May 14th Tip of the Week

EEOC Issues Final Rules on Pregnant Workers Fairness Act

On April 19, 2024, the Equal Employment Opportunity Commission (the “EEOC”) issued its final rule implementing the Pregnant Workers Fairness Act (the “PWFA”). The regulations contained in this final rule go into effect 60 days from April 19, 2024. In an effort to assist employers in understanding the final rule and how it impacts an employer’s obligation to pregnant workers, the EEOC issued a summary of the key provisions of that rule. That summary can be found here:  https://www.eeoc.gov/summary-key-provisions-eeocs-final-rule-implement-pregnant-workers-fairness-act-pwfa#:~:text=The%20PWFA%20requires%20a%20covered,business%20of%20the%20covered%20entity

            The summary includes information such as who is covered by the rule, a description of the remedies and enforcement efforts available under the rule, definitions of important terms used in the law, and examples of reasonable accommodations. The summary notes that the concept of reasonable accommodation in the PWFA is similar to the Americans with Disabilities Act and states that a reasonable accommodation “[g]enerally … means a change in the work environment or how things are usually done.”  

The summary draws a distinction from the ADA, however, when it comes to the definition of qualified. Typically, under the ADA, an individual is a qualified individual if they are able to perform the essential functions of a job with or without a reasonable accommodation.  Under the PWFA, the EEOC has determined that, because pregnancy is viewed to be a temporary condition, an employee is considered to be qualified if they can perform the essential functions of the job “in the near future” and the inability to perform the essential functions of the position can be reasonably accommodated. Such accommodation may include removing the essential functions of the job temporarily and allowing the employee to continue to perform those essential functions that they are able to perform while pregnant. An employer may assign additional tasks to a pregnant employee that they are able to perform for the duration of their temporary disability. The removal of an essential function of the job for a pregnant employee represents a departure from the application of the ADA, which does not require employers to fundamentally change a job or remove essential functions of a position for a disabled employee.

Both the ADA and the PWFA require the employer and the employee to engage in an interactive process when identifying the employee’s limitations and the adjustments needed to reasonably accommodate the employee. The final rule provides specific guidance on how this process should unfold. First, an employer is not required to seek supporting documentation from the pregnant employee regarding their limitations; if the employer does seek such documentation, they must be able to show that the documentation is reasonably necessary to determine whether the employee’s ability to perform their job is affected by their pregnancy and needs an accommodation. When documentation is sought by the employer, it must be limited to confirming the physical or mental condition and that it is related to, affected by, or arising out of pregnancy, childbirth, or related medical conditions. The documentation must also include a description of the change or adjustment at work needed as a result of the limitation.

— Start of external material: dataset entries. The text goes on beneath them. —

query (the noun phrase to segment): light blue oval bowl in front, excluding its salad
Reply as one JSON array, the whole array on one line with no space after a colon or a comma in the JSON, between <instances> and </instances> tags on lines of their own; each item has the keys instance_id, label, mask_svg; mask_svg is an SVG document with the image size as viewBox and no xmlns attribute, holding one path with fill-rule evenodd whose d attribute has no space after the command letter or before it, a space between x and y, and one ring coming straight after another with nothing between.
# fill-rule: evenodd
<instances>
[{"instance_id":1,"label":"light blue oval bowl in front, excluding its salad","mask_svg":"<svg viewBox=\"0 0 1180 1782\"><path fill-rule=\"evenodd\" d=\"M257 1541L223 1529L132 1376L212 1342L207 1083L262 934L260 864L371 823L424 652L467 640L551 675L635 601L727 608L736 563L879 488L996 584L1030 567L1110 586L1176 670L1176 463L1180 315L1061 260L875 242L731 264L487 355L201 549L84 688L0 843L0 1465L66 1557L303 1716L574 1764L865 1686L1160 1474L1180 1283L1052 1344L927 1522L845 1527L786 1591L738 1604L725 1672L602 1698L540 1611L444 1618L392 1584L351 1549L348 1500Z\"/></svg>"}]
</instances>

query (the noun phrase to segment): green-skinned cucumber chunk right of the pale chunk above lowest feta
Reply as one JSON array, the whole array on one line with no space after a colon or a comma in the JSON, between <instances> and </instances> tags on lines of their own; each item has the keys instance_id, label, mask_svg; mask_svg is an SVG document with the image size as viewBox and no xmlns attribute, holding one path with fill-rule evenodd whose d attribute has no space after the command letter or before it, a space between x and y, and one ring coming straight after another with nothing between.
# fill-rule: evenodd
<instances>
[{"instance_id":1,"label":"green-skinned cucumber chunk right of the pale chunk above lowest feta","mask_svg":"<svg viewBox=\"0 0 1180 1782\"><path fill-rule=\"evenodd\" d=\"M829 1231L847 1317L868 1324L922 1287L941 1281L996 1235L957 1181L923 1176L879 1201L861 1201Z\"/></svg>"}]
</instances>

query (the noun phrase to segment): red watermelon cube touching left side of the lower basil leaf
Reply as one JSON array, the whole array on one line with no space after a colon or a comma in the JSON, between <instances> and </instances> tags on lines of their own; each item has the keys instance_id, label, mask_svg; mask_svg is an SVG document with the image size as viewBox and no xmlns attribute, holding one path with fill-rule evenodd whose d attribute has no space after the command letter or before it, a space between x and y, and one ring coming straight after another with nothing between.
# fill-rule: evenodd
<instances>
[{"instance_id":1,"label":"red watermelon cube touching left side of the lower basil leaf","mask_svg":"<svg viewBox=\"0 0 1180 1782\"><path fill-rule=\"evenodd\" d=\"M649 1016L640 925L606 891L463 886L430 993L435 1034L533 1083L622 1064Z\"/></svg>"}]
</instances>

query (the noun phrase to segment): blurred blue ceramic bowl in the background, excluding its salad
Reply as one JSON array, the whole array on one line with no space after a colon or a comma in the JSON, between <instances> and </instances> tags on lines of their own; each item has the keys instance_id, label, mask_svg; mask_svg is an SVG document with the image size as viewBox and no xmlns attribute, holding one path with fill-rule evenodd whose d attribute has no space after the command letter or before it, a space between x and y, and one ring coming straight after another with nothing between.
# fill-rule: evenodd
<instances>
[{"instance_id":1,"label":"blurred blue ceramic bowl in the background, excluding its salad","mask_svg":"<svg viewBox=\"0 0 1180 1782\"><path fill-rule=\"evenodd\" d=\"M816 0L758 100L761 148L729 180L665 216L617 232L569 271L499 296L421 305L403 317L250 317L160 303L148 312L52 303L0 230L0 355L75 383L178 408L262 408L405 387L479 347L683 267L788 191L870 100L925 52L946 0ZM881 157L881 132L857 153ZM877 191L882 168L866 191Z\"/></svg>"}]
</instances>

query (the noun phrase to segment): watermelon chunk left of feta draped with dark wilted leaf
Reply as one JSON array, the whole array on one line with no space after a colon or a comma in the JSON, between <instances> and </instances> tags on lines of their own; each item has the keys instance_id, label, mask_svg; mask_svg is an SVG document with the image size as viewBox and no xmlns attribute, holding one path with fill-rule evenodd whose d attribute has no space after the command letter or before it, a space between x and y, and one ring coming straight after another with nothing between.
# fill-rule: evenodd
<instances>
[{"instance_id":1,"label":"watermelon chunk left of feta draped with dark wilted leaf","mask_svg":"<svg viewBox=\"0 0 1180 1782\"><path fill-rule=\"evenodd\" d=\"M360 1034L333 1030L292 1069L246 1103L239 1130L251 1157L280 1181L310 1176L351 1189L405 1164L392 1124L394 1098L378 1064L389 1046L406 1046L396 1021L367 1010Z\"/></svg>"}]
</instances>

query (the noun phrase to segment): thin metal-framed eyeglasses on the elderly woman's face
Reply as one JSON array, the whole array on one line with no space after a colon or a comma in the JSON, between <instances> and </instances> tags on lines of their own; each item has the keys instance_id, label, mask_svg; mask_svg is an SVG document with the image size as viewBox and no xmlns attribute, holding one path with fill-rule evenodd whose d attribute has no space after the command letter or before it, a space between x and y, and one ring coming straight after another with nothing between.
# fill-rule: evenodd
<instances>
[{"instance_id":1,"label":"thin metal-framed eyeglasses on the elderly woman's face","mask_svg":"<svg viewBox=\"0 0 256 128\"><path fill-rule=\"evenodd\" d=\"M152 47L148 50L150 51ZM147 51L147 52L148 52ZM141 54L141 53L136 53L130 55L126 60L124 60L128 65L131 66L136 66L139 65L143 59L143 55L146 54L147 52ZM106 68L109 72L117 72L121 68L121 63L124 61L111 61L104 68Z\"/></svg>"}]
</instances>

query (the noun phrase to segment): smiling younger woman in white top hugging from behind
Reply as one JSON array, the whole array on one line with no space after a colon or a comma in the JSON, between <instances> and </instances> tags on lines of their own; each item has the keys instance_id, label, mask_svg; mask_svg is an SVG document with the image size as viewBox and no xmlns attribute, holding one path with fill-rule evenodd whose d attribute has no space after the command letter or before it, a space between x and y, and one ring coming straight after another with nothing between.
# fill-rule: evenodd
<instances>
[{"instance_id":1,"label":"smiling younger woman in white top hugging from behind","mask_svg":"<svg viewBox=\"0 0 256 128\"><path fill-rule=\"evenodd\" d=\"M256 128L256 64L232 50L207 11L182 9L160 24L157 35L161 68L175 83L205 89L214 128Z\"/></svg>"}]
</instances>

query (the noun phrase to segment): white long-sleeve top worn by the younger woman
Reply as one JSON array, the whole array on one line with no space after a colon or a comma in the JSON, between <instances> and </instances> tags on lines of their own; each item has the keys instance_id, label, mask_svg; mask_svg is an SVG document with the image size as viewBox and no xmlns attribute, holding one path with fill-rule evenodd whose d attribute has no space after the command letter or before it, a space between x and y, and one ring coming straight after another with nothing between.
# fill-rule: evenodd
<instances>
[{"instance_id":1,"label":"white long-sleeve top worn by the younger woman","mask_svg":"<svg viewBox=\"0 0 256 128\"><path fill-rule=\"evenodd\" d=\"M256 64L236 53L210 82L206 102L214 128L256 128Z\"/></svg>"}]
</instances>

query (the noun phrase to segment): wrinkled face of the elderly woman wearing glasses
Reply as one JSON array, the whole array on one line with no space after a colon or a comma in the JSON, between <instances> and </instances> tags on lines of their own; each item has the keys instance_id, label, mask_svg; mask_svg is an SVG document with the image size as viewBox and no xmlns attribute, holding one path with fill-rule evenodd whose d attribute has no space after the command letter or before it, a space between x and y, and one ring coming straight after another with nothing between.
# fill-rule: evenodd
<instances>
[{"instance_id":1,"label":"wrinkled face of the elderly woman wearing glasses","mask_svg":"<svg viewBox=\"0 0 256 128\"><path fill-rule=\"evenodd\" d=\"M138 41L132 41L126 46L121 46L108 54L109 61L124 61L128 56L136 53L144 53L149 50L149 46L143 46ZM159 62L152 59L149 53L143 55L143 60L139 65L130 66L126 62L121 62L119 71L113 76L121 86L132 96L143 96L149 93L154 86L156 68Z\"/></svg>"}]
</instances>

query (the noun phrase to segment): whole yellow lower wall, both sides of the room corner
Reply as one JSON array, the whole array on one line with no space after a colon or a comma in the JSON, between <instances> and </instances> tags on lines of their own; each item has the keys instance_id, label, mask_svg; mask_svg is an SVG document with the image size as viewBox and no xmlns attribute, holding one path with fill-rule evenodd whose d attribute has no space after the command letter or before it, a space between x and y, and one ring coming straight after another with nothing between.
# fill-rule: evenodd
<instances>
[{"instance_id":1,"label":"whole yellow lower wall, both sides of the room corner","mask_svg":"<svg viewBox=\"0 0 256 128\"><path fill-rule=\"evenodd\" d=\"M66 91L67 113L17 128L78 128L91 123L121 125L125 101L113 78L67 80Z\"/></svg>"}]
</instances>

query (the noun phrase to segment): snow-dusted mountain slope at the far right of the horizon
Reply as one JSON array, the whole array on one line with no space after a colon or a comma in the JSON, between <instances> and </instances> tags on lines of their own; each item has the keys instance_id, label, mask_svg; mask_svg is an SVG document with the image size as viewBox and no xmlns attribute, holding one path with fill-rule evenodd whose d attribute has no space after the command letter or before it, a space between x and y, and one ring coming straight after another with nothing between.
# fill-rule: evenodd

In addition to describing the interactive process as a two-way communication to arrive at a reasonable accommodation, the final rule lists several prohibitions related to reasonable accommodations for pregnant employees. First, an employer cannot engage in an unnecessary delay in making a reasonable accommodation. Second, an employee cannot be required to accept an accommodation; although if the employee rejects the offered accommodation which will allow them to be “qualified” under the Act, the employee will not be considered qualified and will not be entitled to the protection of the Act. When requesting supporting documentation, the employer must provide reasonable time to the employee to obtain and provide the documentation and cannot use the failure to provide such documentation as a valid reason for delaying or denying a reasonable accommodation. Under the final rule, leave, paid or unpaid, is not considered a reasonable accommodation if another effective reasonable accommodation exists absent undue hardship.

The issuance of this final rule is helpful to employers who have had questions regarding their obligations under the Pregnant Workers Fairness Act. It is also an interesting contrast between that law and the Americans with Disabilities Act. In comparing the EEOC’s approach to enforcing both laws, there is a difference that appears to be related to the temporary nature of pregnancy. Employers who are faced with requests for accommodations for both pregnant and disabled employees would be well served in reviewing this rule. myHRcounsel can assist you in understanding your obligations under both laws and navigating what can be difficult HR situations.